"Will you come with me and speak to my mother?" she said. "She knows you are here, and she wants to say something about what has happened—something about that document which Pratt said he possessed."

Eldrick and Collingwood exchanged glances without speaking. They followed Nesta into her mother's sitting-room. And instead of the semi-invalid whom they had expected to find there, they saw a woman who had evidently regained not only her vivacity and her spirits but her sense of authority and her inclination to exercise it.

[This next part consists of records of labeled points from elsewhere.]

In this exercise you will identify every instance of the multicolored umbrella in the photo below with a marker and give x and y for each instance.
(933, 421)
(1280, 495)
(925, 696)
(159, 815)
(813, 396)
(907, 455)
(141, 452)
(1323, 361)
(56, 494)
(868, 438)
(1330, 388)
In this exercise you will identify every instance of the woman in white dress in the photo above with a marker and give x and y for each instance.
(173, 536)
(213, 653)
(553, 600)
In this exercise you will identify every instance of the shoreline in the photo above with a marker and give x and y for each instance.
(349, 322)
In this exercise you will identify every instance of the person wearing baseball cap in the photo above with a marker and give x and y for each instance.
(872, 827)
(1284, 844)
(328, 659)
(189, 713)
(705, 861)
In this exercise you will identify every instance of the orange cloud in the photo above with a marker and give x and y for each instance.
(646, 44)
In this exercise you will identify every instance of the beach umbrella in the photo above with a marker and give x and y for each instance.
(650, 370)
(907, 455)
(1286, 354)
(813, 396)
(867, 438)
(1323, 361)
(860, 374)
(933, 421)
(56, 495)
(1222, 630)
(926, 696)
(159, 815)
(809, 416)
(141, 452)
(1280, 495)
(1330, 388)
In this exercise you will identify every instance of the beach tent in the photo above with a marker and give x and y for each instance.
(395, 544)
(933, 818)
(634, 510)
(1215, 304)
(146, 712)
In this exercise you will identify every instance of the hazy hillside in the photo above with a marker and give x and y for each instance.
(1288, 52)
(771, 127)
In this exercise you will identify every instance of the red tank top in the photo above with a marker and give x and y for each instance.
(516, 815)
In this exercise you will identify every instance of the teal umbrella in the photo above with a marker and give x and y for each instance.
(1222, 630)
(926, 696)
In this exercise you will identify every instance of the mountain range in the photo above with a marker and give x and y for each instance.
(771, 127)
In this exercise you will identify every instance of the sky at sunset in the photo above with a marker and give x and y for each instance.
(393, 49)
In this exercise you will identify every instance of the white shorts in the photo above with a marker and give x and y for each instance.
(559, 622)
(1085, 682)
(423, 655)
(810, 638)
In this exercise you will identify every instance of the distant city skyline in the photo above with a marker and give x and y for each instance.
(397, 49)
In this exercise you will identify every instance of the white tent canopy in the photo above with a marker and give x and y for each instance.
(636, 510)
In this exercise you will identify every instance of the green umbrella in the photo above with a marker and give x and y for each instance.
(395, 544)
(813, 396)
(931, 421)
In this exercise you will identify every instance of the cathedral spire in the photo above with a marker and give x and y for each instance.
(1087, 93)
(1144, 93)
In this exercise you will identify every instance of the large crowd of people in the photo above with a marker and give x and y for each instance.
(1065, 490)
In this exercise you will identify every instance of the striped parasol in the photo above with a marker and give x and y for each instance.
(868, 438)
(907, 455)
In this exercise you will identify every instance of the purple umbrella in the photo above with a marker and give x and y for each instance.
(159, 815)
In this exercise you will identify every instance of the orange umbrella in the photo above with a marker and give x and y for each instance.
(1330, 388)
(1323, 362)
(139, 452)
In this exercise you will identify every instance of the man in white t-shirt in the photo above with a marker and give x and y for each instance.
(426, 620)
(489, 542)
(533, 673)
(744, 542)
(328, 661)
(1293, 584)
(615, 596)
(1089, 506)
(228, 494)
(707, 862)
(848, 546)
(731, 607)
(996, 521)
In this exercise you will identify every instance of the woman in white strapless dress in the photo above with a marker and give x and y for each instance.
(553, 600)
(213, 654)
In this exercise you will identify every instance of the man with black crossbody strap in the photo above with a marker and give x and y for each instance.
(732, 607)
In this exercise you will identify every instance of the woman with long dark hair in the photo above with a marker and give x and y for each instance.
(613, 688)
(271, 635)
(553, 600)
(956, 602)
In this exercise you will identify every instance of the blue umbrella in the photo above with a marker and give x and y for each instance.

"I am sorry that you gentlemen should have been drawn into all this wretched business!" she exclaimed, as she pointed the two men to chairs. "Everything must seem very strange, and indeed have seemed so for some time. But I have been the victim of as bad a scoundrel as ever lived—I'm not going to be so hypocritical as to pretend that I'm sorry he's dead—I'm not! I only wish he'd met his proper fate—on the scaffold. I don't know what you may have heard, or gathered—my daughter herself, from what she tells me, has only the vaguest notions—but I wanted to tell you, Mr. Eldrick, and you, Mr. Collingwood—seeing that you're one a solicitor and the other a barrister, that Pratt invented a most abominable plot against me, which, of course, hasn't a word of truth in it, yet was so clever that——"

Eldrick suddenly raised his hand.

"Mrs. Mallathorpe!" he said quietly. "I think you had better let me speak before you go any further. Perhaps we—Mr. Collingwood and I—know more than you think. Don't trifle, Mrs. Mallathorpe, for your own and your daughter's sake! Tell the truth—and answer a plain question, which I assure you, is asked in your own interest. What have you done with John Mallathorpe's will?"

Collingwood, anxious for Nesta, was watching her closely, and now he saw her turn a startled and inquiring look on her mother, who, in her turn, dashed a surprised glance at Eldrick. But if Mrs. Mallathorpe was surprised, she was also indignant, or she simulated indignation, and she replied to the solicitor's question with a sharp retort.

"What do you mean?—John Mallathorpe's will!" she exclaimed. "What do I know of John Mallathorpe's will? There never was——"

"Mrs. Mallathorpe!" interrupted Eldrick. "Don't! I'm speaking in your interest, I tell you! There was a will! It was made on the morning of John Mallathorpe's death. It was found by Mr. Collingwood's late grandfather, Antony Bartle: when he died suddenly in my office, it fell into Pratt's hands. That is the document which Pratt held over you—and not an hour ago, Esther Mawson took it from Pratt, and she gave it to you. Again I ask you—what have you done with it?"

Mrs. Mallathorpe hesitated a moment. Then she suddenly faced Eldrick with a defiant look. "Let them—let everybody—do what they like!" she exclaimed. "It's burnt! I threw it in that fire as soon as I got it! And now——"

Nesta interrupted her mother.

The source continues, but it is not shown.